Last night ten of us went to the Hole in the Wall trails by Roger Creek, and simulated a search scenario. We divided into two teams, and Team 1 (mine) carried the stretcher and rope equipment down the trail, while Team 2 went ahead. Then our team was assigned a sound-search. Equipped with radios, GPS, and headlamps, we spread out perpendicular to the river, and tried to maintain 10-metre spacing while slowly searching upstream in a line. It’s hard to search in a straight line in this region, which is moderate temperate rainforest. There are downed trees, bramble patches, light brush covering sinkholes. You have to try to go through and over it all, as well as stay in sight of the person you’re spacing from.

The second part of the night involved setting up a rope system to lower a stretcher down a steep hill. We all got a chance to set up one of the two rope components. I tied the double prusik part. (Forgive the terminology, if I’m botching it! I’m salty, remember?
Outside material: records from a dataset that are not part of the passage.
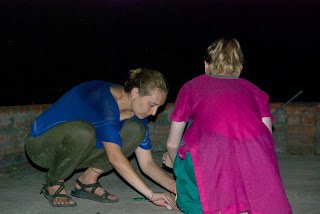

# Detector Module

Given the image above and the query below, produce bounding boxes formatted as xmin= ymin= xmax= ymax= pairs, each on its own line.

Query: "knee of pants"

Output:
xmin=120 ymin=120 xmax=146 ymax=141
xmin=66 ymin=121 xmax=96 ymax=148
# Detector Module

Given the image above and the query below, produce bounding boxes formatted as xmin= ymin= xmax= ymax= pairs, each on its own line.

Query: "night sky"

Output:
xmin=1 ymin=0 xmax=319 ymax=106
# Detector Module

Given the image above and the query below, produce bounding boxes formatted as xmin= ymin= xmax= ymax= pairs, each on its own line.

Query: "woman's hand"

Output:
xmin=149 ymin=192 xmax=179 ymax=212
xmin=162 ymin=152 xmax=173 ymax=168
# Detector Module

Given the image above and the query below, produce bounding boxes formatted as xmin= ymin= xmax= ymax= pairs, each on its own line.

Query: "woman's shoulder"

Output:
xmin=110 ymin=84 xmax=124 ymax=101
xmin=238 ymin=78 xmax=269 ymax=97
xmin=183 ymin=74 xmax=207 ymax=85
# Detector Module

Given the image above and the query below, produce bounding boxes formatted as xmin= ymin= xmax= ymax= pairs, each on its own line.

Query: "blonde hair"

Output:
xmin=205 ymin=37 xmax=244 ymax=77
xmin=124 ymin=68 xmax=168 ymax=96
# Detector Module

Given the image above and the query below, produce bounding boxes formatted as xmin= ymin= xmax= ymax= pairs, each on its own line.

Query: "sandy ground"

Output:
xmin=0 ymin=153 xmax=319 ymax=214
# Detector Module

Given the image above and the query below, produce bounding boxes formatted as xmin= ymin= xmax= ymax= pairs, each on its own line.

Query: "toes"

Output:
xmin=53 ymin=197 xmax=75 ymax=206
xmin=108 ymin=193 xmax=119 ymax=201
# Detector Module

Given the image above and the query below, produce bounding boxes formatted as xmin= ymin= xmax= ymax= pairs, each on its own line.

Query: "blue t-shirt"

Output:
xmin=31 ymin=80 xmax=151 ymax=150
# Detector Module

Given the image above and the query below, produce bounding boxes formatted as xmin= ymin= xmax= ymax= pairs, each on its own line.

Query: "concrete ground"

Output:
xmin=0 ymin=152 xmax=319 ymax=214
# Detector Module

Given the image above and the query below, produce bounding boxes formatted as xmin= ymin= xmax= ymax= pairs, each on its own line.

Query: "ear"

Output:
xmin=204 ymin=61 xmax=209 ymax=74
xmin=130 ymin=87 xmax=140 ymax=98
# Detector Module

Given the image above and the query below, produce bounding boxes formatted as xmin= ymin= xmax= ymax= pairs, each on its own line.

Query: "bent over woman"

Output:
xmin=26 ymin=68 xmax=177 ymax=210
xmin=163 ymin=38 xmax=292 ymax=214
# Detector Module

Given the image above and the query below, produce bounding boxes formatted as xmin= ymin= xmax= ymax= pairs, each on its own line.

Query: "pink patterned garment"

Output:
xmin=171 ymin=74 xmax=292 ymax=214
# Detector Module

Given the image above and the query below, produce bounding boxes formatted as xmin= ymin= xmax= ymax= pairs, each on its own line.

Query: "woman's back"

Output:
xmin=171 ymin=74 xmax=292 ymax=213
xmin=177 ymin=74 xmax=271 ymax=139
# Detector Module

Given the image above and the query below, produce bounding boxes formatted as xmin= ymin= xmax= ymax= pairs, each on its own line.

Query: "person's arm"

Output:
xmin=135 ymin=147 xmax=178 ymax=211
xmin=104 ymin=142 xmax=153 ymax=198
xmin=104 ymin=142 xmax=176 ymax=209
xmin=262 ymin=117 xmax=272 ymax=133
xmin=166 ymin=121 xmax=186 ymax=164
xmin=135 ymin=147 xmax=176 ymax=194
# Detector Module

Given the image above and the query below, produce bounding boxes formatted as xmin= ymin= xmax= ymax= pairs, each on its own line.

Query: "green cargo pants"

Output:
xmin=25 ymin=120 xmax=145 ymax=182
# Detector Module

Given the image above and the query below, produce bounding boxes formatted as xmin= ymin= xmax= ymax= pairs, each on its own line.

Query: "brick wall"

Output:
xmin=0 ymin=102 xmax=319 ymax=169
xmin=270 ymin=103 xmax=320 ymax=154
xmin=0 ymin=105 xmax=50 ymax=168
xmin=148 ymin=103 xmax=320 ymax=155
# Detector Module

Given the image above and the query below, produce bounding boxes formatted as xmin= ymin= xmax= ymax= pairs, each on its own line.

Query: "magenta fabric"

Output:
xmin=171 ymin=74 xmax=292 ymax=214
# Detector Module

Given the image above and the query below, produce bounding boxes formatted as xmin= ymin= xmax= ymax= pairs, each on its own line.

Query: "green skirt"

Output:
xmin=174 ymin=152 xmax=203 ymax=214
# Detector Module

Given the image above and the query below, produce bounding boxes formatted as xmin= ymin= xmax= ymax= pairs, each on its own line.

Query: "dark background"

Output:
xmin=1 ymin=0 xmax=319 ymax=106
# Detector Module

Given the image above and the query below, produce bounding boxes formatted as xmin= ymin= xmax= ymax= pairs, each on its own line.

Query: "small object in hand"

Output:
xmin=166 ymin=205 xmax=173 ymax=210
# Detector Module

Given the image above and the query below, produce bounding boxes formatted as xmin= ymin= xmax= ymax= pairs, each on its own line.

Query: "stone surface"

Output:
xmin=0 ymin=152 xmax=319 ymax=214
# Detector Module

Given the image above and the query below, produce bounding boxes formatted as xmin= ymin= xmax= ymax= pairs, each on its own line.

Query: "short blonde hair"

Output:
xmin=124 ymin=68 xmax=168 ymax=96
xmin=204 ymin=37 xmax=244 ymax=77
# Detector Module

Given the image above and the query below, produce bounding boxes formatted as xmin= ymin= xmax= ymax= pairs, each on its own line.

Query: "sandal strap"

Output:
xmin=51 ymin=193 xmax=72 ymax=200
xmin=40 ymin=181 xmax=66 ymax=196
xmin=99 ymin=190 xmax=111 ymax=199
xmin=40 ymin=181 xmax=77 ymax=207
xmin=75 ymin=179 xmax=103 ymax=194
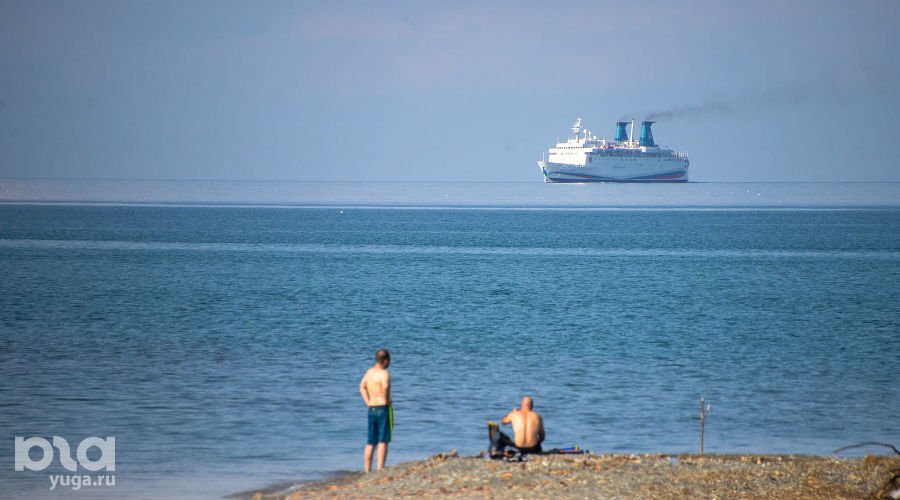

Swiftwater rescue is my specialty, not ropes. After completing the 3-month Ground Search and Rescue course, and becoming a full team member, there are different specialty options to join. Tracking, Ropes, and Swiftwater are the three big ones.)

So we slid and guided the stretcher down the hill, with someone in it, supported by the rope system. Then we transported him all the way back up the trail to the road. We used a wheel under the stretcher, which I’ve never seen before and is awesome. It’s about as big as a tire, with off-road grip, and the centre of the stretcher attaches to it. This made it way, way easier to conduct what would have otherwise been a really challenging carry.